Growers are naturally chapped because their efforts to work together to promote fresh Christmas trees (domestic and imported) and fend off cheap Chinese artificial tree imports are somehow being portrayed as a wacky liberal agenda.
Misinformation killed the Christmas tree promotion order. For example, some said the promotion order would hurt smaller producers, but producers and importers who marketed under 500 trees would have been exempt under the program.
David Addington of the Heritage Foundation set the stage for the Obama retreat.

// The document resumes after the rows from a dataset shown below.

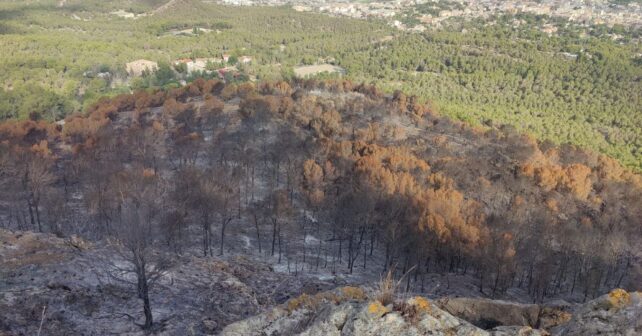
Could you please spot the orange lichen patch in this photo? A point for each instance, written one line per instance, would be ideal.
(551, 204)
(376, 309)
(353, 293)
(303, 301)
(312, 302)
(619, 298)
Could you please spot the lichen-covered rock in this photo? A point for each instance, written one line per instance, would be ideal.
(416, 316)
(517, 331)
(488, 314)
(615, 313)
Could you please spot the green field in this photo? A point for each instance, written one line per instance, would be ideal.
(579, 89)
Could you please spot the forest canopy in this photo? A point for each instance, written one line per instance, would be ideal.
(373, 171)
(574, 87)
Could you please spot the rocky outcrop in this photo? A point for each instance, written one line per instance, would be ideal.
(63, 284)
(488, 314)
(616, 313)
(323, 317)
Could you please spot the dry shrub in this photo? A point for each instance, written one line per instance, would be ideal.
(386, 289)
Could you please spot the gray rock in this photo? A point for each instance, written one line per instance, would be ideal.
(616, 313)
(487, 314)
(412, 317)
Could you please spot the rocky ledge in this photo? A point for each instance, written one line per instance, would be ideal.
(349, 311)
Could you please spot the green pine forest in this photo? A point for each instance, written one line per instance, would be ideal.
(576, 88)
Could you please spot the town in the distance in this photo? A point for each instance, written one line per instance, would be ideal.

In his column headlined “Obama Couldn’t Wait: His New Christmas Tree Tax” on Nov. 8, Addington skewered President Obama and paid scant attention to the fact that growers, not the president, wanted the 15-cent assessment.
Here is one barb:
“The economy is barely growing, and 9% of the American people have no jobs. Is a new tax on Christmas trees the best President Obama can do? And, by the way, the American Christmas tree has a great image that doesn’t need any help from the government.”
GOP lawmakers piled on. While Christmas tree growers were out in the field tending their crop and hoping for better times and new promotion efforts, the Web exploded.
Google “Christmas tree tax” and you will find 132 million search results.
USDA backed off on Nov. 14 in a Federal Register notice:
“On November 8, 2011, a final rule was published in the Federal Register ... establishing an industry-funded promotion, research, and information program for fresh cut Christmas trees, effective November 9, 2011. Due to recent events, the regulations are stayed in order to provide all interested persons, including the Christmas tree industry and the general public, an opportunity to become more familiar with the program.”
Can this “wait-and-see” approach work? Of course not. It is out of the question in this political environment. There is no way the “Christmas tree tax” will be revived during the 2012 election cycle.
I’m disappointed USDA career officials weren’t able to turn back the White House impulse to stand down and vacate support for the promotion program.
After all, marketers of avocados, mangoes, potatoes and many other crops rely on those USDA promotion programs.
And if the fruit and vegetable industry ever decides it needs and wants a national generic promotion program — and it should, in my view — it should demand assurance the USDA and the White House can find their backbone to fend off baseless political attacks.